The agreement called for the creation of an interim cabinet of independents selected by the two factions, which would prepare for elections that were rescheduled to happen by May 2012.

The deal has largely stalled, and Abbas said on Wednesday that the impasse had left his administration paralysed, spurring him to call for the formation of a new cabinet.

But the Hamas government in Gaza slammed the decision to form a new cabinet, accusing Abbas's Palestinian Authority and the Fatah movement he heads of abandoning reconciliation.

“This strengthens the division,” Hamas spokesman Fawzi Barhum told AFP, saying it “shows clearly that the Palestinian Authority and Fatah are far from implementing” the unity agreement.

In a bid to explain the decision, Abbas said he was “forced” to announce a new government after his Ramallah-based administration found itself unable to function.

And he also left the door open to an 11th-hour agreement with Hamas.

“If we reach an agreement with Hamas tomorrow or any time after that, this government will no longer have a role,” he said.

“But I can't wait forever.

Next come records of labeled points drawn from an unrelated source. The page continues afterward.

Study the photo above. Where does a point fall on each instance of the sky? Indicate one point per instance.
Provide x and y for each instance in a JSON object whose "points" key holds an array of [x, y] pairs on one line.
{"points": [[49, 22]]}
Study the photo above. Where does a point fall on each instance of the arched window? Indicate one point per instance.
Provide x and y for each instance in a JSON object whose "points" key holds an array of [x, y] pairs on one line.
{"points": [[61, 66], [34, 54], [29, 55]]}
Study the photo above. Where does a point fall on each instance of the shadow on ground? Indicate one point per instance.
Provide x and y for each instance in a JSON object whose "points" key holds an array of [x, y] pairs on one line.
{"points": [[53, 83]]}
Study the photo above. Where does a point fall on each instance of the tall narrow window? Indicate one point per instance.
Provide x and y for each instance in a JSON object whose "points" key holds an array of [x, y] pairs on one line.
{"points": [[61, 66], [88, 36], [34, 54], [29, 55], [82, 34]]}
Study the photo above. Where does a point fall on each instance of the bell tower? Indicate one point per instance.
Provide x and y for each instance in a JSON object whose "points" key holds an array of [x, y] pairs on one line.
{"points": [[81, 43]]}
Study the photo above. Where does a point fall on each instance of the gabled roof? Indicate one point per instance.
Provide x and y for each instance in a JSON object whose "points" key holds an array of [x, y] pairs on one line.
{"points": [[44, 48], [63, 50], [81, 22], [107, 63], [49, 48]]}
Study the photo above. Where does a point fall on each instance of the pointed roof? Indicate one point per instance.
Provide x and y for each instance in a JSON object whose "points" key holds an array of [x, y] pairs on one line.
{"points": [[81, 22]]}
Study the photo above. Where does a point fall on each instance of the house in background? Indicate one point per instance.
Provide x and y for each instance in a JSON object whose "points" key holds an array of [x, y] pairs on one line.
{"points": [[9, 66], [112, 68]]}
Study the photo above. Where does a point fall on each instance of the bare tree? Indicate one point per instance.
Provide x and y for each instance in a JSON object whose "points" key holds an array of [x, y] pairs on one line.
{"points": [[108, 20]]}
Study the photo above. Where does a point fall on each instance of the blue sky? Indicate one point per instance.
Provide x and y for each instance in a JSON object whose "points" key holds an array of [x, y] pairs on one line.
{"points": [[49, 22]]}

A number of ministers have resigned from the current government, and now the administrative situation is paralysed.”

Earlier on Wednesday, Abbas also moved to change the election law, which had until now stipulated that local elections must be held simultaneously across all of the Palestinian territories, local development minister Khaled Qawasme told AFP.

The amendment means that local elections can now be held separately in the West Bank and Gaza and do not have to take place on the same day, freeing up the Ramallah administration to begin planning a long-overdue vote, he said.

“Today president Abbas changed the local election law and gave the government the right to call elections in stages,” Qawasme told AFP. “These elections are very necessary. It will be the top priority for the new government.”

Local elections had been due to take place last July but were first postponed until October, then deferred indefinitely.

The last time the Palestinians went to the polls was for parliamentary elections in 2006, which Hamas won by a landslide.